I read recently that commenting on blogs is a good way to introduce people to your own writing. As a reclusive nut case, I mostly sneak around blogs I admire and retreat back to this particular whateveritis after reading them. If you’ve commented here, or followed, I’ve read your work and enjoyed it before going back into the cave of Mostly Teachable. There is a reason that I don’t comment much, and that reason is the fear of sounding like an argument I read today between two braniacs about whether Mr. T. is pro or anti-Nietzsche in his personal philosophy. Friedrich Nietzsche was a German philosopher who died in 1900 after battling drug addiction, mental illness and syphilis. What a joy he must have been at parties. “Let me get this straight, Fred. God is dead? Geez, you don’t look that good yourself.”
The argument over which side of the Nietzsche school Mr. T errs on is ludicrous. There’s a reason that a group of Hollywood character actors rode around in the A-Team van and not the great philosophers of the last three centuries. The reason is that the philosophers would have never made it out of the van. What a weird scene that would have been if NBC had made an action series in which Nietzsche, Kant, Camus, and Kierkegaard had formed a band of vigilantes who weekly were charged with bringing down banana republics. There’d have been thrilling arguments over the nature of existence and God, of science and reality. Not so much the throwing of hand grenades, but the dialogue would have been something else. Is is possible that Mr. T. is a great philosopher on his own terms? I saw him at Burger King once in Chicago, and he was an imposing figure, but very kind to his fans. That’s really all I ask out of my heroes. That, and an explanation of free will.

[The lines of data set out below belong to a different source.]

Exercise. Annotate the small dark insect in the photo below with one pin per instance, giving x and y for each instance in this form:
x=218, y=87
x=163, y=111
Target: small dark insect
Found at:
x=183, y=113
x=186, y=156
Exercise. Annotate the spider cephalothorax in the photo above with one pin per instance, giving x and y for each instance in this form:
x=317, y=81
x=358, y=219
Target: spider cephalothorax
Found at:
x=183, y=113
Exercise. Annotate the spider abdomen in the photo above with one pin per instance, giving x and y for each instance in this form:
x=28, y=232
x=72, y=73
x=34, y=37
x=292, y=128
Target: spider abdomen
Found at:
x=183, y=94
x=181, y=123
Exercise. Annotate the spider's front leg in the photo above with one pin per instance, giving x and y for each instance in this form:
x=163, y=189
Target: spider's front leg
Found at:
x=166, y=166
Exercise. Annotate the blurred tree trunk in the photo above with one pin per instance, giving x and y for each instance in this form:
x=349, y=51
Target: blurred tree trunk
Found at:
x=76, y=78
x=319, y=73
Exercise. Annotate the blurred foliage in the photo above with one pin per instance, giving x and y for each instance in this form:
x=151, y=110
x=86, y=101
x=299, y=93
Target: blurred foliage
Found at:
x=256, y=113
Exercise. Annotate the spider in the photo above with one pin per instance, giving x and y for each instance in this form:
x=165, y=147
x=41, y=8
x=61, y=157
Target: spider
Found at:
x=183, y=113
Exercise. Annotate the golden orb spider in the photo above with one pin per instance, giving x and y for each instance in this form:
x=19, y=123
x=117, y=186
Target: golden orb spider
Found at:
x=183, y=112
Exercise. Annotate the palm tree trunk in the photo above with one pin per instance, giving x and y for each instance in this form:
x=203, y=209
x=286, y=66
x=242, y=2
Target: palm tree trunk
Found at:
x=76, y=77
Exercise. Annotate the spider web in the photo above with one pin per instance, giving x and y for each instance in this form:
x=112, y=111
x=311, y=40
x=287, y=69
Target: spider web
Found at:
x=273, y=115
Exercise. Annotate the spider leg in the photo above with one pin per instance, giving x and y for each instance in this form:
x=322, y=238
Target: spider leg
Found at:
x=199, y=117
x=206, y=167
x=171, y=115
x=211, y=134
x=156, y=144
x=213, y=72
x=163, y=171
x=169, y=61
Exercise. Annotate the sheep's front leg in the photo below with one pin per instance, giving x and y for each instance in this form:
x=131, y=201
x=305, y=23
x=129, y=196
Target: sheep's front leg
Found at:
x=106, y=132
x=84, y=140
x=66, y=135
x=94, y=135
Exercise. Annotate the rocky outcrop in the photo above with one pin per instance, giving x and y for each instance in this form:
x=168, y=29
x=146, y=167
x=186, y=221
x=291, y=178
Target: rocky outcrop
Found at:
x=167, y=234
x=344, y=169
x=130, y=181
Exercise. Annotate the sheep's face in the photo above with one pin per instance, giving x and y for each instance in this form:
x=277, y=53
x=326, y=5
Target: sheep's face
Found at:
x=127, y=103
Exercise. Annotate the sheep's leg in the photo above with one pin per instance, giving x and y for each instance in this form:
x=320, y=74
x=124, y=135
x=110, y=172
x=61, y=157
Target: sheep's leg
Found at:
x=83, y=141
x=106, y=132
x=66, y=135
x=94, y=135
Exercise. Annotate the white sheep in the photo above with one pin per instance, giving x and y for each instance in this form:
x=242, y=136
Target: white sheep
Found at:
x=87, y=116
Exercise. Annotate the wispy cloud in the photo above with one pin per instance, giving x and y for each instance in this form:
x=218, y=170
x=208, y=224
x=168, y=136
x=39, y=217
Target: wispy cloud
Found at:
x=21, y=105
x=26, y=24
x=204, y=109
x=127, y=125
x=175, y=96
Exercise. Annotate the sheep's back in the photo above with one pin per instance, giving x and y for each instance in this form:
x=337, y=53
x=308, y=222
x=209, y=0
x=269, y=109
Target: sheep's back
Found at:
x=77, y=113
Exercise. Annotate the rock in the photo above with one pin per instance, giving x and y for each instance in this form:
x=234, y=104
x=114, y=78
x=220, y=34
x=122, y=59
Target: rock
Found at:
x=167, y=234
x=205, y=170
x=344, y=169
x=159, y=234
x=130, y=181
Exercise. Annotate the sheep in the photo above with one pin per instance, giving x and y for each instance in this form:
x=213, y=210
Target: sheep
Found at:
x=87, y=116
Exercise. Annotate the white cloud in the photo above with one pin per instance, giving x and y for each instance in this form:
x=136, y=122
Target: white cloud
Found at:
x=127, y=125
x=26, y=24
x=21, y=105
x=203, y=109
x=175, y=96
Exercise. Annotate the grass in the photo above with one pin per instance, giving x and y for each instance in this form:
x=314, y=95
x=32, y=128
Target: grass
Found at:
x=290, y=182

In most of life’s capacities I can solve problems, and keep the wheels of commerce turning. A man picks up useful bits of knowledge and adds them to his invisible resume over a lifetime. I may never have to repair a broken Consomme raft again, or make casket boxes, but at least those things are under my belt. It’s my capacity as home owner that will always be a source of vexation. For all intents and purposes, I’m inept as a home maintenance engineer. My goal in life is to mash all of those career bits of knowledge together into a job that pays enough to hire professional, competent repair people. Not that I don’t enjoy repeated electrocution and miscellaneous eye damage due to metal projectiles. No, the fact is that there are these people (supposedly) who’ve mastered the mechanical arts enough to avoid injury. One day, I’ll hire them. In the meantime, I’ve got a fence to mend.
My stockade fence has fallen in over the winter. Why is it that you can put up a fence and the flimsy thing won’t even withstand 11 winters within a ½ mile of Lake Michigan? With the advice of an engineering whiz, I set out to Lowe’s in search of steel posts, a sledgehammer and some rope. Remember the A-Team? Those guys could defeat the Bolivian Army with less material. Lowe’s is where the men are separated from the accounts payable clerks. Despite shuffling around the tool section in loafers, I manned up and asked the clerk for a b.a.s.h. “What is a bash?” the clerk wanted to know (right before he left for home. ‘Hot date with acne tonight, I guess). That would be a big…ahh…sledgehammer. Having gotten my posts and a b.a.s.h., I raced home and started smashing. I sang the ballad of John Henry, that steel drivin’ man. John Henry was defeated by “The Man,” and his modern machines. “The Man” won’t defeat me and my obscenely large hammer. I’ll probably drop it on my foot long before that happens.